Most people are not subject to Federal Estate and Gift Tax because its exemption is currently set at $12,920,000, the amount one can give during a lifetime or at death to anyone, free of estate and gift tax. Once assets get above that figure, one’s estate at death could be subject to an estate tax of 40% for amounts over the exemption.
This amount is indexed for inflation and will sunset on January 1, 2026, to half of the inflation-adjusted amount, roughly $6,700,000. Gifts or bequests to spouses get a 100% deduction so the goal of higher net-worth married couples is to take advantage of both spouse’s exemptions. For such married couples, what can they do now to preserve the current exemption levels in the event of a sunset?
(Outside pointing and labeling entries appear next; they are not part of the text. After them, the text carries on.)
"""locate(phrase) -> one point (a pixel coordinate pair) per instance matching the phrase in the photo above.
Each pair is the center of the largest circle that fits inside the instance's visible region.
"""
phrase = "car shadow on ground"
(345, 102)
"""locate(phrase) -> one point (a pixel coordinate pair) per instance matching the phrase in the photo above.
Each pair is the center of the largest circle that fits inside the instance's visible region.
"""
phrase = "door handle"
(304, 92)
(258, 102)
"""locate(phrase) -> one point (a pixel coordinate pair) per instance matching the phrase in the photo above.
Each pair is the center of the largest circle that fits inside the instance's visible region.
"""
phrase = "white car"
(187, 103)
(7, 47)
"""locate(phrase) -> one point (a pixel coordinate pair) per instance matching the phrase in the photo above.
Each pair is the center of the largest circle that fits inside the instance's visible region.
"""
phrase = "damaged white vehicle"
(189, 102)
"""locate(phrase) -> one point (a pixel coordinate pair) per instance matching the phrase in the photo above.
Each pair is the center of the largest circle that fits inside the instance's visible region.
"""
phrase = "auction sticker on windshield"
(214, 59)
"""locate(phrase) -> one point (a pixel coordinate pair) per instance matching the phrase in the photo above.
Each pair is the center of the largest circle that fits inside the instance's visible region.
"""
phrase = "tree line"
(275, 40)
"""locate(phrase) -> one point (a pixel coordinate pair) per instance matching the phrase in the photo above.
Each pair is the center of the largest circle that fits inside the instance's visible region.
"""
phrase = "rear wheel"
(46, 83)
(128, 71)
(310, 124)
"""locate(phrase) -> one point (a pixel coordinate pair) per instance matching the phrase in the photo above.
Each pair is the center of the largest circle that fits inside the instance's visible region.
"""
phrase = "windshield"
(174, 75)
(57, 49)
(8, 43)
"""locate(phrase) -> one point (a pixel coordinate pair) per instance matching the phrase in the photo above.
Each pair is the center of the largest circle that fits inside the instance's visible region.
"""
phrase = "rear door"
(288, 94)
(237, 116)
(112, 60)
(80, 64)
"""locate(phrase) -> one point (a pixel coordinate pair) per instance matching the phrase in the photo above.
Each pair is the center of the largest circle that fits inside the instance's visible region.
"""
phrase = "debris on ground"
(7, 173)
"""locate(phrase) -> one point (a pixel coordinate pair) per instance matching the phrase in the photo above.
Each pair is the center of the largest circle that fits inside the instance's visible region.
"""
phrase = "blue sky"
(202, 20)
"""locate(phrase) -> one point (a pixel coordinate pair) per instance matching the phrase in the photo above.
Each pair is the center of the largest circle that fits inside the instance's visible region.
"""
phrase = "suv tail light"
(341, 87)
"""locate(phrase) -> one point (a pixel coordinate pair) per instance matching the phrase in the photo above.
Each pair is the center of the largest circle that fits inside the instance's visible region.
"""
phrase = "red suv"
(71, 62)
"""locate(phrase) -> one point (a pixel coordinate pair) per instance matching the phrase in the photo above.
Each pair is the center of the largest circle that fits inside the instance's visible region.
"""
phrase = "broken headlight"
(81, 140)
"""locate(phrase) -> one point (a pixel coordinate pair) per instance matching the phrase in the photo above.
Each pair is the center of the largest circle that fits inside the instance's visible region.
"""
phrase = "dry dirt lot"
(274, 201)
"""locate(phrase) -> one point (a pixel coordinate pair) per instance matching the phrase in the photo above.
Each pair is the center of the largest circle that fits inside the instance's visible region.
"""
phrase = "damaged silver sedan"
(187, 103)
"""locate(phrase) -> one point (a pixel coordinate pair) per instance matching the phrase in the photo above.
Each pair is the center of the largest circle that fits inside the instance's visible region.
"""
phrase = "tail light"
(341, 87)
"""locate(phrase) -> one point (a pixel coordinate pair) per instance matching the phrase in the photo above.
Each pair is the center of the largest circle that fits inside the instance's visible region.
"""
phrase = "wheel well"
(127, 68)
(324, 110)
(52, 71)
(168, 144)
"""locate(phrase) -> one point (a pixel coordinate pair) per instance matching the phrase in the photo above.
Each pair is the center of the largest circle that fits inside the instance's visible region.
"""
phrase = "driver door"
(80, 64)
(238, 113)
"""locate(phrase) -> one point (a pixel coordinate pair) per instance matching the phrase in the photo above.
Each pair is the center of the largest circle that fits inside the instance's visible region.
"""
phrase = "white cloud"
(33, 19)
The Spousal Lifetime Access Trust
A Spousal Lifetime Access Trust (SLAT) is an irrevocable trust created and funded by one spouse to benefit the other (and could also benefit other family members). The settlor, or “donor spouse,” uses their current gift tax exemption to make a gift to the SLAT, and the other spouse, the beneficiary spouse, is named as a current beneficiary. While the donor spouse would give up rights to the assets transferred into the trust, the beneficiary spouse maintains access to those assets. There can be flexibility in the structure of the trust such as the beneficiary spouse changing the future flow of the trust assets.
Tax advantages of the SLAT include utilizing current estate and gift tax exemption levels to protect against the possibility of future sunsetting. For example, if a spouse (the grantor) creates a SLAT for the benefit of the other spouse (the beneficiary) and funds it with the current exemption amount of $12,920,000, the beneficiary will have access to those assets. If exemption sunsetting occurs, the amount reduces to roughly $6,700,000 The top estate rate is currently 40% so in the scenario above the federal estate and gift tax savings would be $2,680,000 ($6,700,000 x 40%= $2,680,000). This amount is only the amount contributed to the trust. Growth on the trust would also be excluded from federal estate and gift tax.
SLATs are taxed as grantor trusts for Federal income tax purposes, meaning the grantor pays the income tax on any earnings of the trust. This gives the trust the potential to grow without Federal income taxes being paid by the trust, and payment of those taxes by the grantor is not considered an additional gift. Pennsylvania does not recognize grantor trusts so PA state income tax will have to be paid by the trust.
There are some basic considerations for a SLAT. The trust must be irrevocable, and the grantor cannot retain any beneficial interest in the SLAT. The beneficiary spouse, and perhaps other family members if included as current beneficiaries in the trust document, are the ones who could benefit from the trust. However, a primary benefit is the SLAT assets and growth will not be included in the grantors or beneficiary spouses’ estate. A SLAT’s overall goal is to become the resource of last resort for the beneficiary spouse, allowing for long-term growth to be outside both spouse’s combined estates. However, the downside risk for the grantor spouse would be a divorce from or death of the beneficiary spouse.
The trustee (the person or organization who manages the assets of the trust) can be the beneficiary spouse of the SLAT, however, the grantor spouse cannot serve as trustee.
The primary beneficiary of the SLAT is the spouse of the donor. Children, grandchildren, and other descendants may also be named as either current or future beneficiaries. When the SLAT continues beyond the lifetime of children, additional tax matters need to be considered. Generation-skipping tax exemption can also be utilized if it is desired that the trust continues for the benefit of grandchildren and beyond.